Hello guys, long-time lurker here, so I may know some of y’all better than you know me (for now).
I’ve been contemplating something for the past six months (especially): the lies we tell—not just to others, but to ourselves as well.
The lies I tell myself have become so much subtler over the years that sometimes I catch myself in an arrogant state, thinking I’m being completely truthful with myself… lol. This is incredibly naive on my part because, deep down, I still have this intuition that I’m not being fully honest. I struggle with myself until I uncover some deeply hidden aspect of where I’m not being truthful.
It’s usually connected with fear—honestly, for all I know, it’s all fear. I think and intuit that I have extremely deep-rooted fears, but they’re so subtle and deeply ingrained that I can’t fully grasp them. It’s like I’m 99% fearless, but that remaining 1% of fear is so deep and dispersed throughout me that it might take a lifetime to fully uncover.
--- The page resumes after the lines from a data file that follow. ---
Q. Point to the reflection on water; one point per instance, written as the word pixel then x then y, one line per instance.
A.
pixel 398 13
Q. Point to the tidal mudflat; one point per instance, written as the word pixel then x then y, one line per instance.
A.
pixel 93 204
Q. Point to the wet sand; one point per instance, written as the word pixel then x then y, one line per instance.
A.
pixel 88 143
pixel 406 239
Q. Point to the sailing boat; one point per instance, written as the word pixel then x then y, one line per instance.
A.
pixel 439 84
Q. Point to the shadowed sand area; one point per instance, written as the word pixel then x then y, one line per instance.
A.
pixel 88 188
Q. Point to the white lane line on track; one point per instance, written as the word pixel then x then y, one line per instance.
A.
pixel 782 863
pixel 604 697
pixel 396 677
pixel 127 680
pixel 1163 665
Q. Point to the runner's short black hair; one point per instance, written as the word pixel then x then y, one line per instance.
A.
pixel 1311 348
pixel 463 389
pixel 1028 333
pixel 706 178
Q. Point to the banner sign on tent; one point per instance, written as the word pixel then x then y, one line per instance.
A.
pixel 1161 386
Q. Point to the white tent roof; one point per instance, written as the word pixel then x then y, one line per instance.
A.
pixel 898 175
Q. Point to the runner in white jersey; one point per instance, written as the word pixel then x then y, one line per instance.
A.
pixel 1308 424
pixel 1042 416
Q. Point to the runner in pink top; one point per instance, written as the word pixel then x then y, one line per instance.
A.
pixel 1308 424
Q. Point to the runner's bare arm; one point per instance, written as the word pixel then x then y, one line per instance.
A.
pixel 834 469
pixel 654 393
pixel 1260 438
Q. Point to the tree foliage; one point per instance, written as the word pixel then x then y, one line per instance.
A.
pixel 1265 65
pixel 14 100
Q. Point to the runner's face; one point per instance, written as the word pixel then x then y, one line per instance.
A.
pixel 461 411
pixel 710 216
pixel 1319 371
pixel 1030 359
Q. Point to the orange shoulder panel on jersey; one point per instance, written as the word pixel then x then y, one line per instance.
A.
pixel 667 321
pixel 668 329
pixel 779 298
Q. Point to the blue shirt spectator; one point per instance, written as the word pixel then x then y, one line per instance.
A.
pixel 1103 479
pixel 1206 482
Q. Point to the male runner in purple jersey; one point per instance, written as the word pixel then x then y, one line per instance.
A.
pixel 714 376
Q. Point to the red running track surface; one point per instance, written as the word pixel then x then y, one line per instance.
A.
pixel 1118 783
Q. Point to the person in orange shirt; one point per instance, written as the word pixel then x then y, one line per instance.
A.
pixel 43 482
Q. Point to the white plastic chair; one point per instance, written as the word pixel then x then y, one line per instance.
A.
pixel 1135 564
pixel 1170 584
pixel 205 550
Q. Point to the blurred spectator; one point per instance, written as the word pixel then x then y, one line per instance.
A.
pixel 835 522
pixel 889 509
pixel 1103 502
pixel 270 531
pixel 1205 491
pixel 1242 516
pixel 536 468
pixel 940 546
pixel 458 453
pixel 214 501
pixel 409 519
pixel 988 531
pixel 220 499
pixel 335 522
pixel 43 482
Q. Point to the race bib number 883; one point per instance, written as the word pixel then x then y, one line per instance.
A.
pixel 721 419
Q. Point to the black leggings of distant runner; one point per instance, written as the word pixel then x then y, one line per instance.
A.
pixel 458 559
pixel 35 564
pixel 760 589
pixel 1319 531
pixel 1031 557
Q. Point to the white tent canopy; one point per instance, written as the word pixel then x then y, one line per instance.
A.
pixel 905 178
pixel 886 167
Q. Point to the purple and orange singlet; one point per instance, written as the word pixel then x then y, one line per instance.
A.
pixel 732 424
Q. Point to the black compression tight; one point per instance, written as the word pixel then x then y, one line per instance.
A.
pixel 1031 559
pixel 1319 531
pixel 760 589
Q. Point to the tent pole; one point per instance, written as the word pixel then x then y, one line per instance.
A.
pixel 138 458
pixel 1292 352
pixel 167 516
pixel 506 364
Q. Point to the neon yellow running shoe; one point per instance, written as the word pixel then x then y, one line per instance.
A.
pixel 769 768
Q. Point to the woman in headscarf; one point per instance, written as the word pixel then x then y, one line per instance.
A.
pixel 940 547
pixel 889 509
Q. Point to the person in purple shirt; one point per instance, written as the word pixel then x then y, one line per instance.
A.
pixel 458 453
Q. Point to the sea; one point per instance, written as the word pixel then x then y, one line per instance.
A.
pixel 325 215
So, I have a couple of questions. Maybe you’d like to share your techniques: How do you introspect on an even deeper level? How do you catch the lies you tell yourself, especially the subtle ones? Why do you lie? Are you afraid? And if so, what are you afraid of?
I’m looking to start a discussion with honest members—maybe those who aren’t always active in commenting but would like to share their experiences.